On Monday, Crumbs notified its employees that all its stores across 12 states would close immediately. (The company didn't immediately respond to a request for further information, including job losses; this post will be updated if they do.)

In 2013, when we wrote of the cupcake's imminent death, Crumbs' stock had sunk to $1.27 from a 2011 peak of $13. The day the company gave notice of its delisting, shares closed at 23 cents.

At the time, Wedbush Securities restaurant analyst Nick Setyan noted that that Crumbs' $3.50-plus-per-cupcake price tag made it an unappetizing prospect versus some of its cheaper regional counterparts -- not to mention Krispy Kreme and Dunkin Donuts.

At the latter, prices start at 25 cents for a 'munchkin', a 70-calorie doughnut hole that satisfies a sugar craving without representing such a huge chunk of one's recommended daily nutritional intake.

On Tuesday, Setyan said he wasn't surprised to see Crumbs close up shop. "They expanded too quickly with a product that simply was not differentiated or compelling enough," he said. "When the returns are not there, it's impossible to continue to operate."

Brian Sozzi, CEO of Belus Capital Advisors, understands the speedy proliferation of Crumbs and its mom-and-pop counterparts over the last decade.
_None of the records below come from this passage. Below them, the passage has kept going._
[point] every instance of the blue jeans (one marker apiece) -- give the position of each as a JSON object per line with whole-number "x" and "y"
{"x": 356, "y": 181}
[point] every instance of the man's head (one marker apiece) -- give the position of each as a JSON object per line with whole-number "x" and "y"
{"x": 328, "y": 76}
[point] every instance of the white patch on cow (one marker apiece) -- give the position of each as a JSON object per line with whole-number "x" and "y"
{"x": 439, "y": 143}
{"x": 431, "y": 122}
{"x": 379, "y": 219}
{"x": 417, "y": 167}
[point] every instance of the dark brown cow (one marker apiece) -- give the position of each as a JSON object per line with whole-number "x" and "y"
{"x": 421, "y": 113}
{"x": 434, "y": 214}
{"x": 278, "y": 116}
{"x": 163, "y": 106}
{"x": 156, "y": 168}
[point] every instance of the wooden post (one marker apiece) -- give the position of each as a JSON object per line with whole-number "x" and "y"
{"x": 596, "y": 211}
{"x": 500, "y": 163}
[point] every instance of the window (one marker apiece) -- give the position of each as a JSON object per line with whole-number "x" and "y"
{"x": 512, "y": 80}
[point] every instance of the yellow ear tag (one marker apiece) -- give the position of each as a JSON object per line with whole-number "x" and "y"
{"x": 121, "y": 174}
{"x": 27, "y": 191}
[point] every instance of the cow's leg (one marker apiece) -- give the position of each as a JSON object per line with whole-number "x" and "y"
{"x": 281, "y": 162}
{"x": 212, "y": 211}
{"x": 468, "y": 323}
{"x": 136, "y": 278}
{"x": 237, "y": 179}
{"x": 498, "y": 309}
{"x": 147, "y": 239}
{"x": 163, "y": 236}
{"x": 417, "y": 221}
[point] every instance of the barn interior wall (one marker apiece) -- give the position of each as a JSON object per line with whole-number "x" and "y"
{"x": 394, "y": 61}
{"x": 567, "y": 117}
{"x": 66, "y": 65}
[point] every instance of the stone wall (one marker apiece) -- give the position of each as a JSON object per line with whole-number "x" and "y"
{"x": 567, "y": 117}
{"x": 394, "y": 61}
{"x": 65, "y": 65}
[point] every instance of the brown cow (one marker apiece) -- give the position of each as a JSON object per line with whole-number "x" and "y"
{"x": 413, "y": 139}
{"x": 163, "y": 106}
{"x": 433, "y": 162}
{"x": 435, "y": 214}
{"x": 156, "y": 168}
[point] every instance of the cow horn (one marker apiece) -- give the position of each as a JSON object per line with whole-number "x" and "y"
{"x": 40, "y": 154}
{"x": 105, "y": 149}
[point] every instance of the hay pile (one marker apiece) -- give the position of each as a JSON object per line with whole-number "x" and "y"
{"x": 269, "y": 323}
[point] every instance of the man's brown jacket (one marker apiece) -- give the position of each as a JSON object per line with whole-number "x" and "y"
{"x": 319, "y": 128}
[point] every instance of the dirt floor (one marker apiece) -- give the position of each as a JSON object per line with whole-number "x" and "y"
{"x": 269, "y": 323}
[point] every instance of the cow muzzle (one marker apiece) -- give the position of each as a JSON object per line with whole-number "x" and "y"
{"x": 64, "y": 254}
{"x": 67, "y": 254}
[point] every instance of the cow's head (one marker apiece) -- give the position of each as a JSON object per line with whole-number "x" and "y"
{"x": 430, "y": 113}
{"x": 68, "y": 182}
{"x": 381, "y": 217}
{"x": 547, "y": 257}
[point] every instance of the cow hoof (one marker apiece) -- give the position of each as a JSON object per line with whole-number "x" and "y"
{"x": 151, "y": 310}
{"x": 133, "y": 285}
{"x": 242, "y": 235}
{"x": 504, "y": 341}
There's a low barrier of entry to market and a promise of high profit margins if run properly.

Today, he sees the end of the line for Crumbs as a warning for other one-item wonders: store chains trading off the popularity of one particular food or drink trend.

"The demise of Crumbs will go down as why one needs to appreciate the worldly success of Starbucks , and brilliance of Howard Schultz," said Sozzi, a retail and consumer expert, on Tuesday. "Unlike Crumbs and countless other niche restaurants and eateries, Starbucks has found a way to take the obsession with its core product and expand it into all sorts of fun eating and drinking experiences."

He added: "If you can't get beyond the one item that made you a star in the restaurant business, in the case of Crumbs its ginormous caloric bomb cupcakes, chances are you will die an ugly death."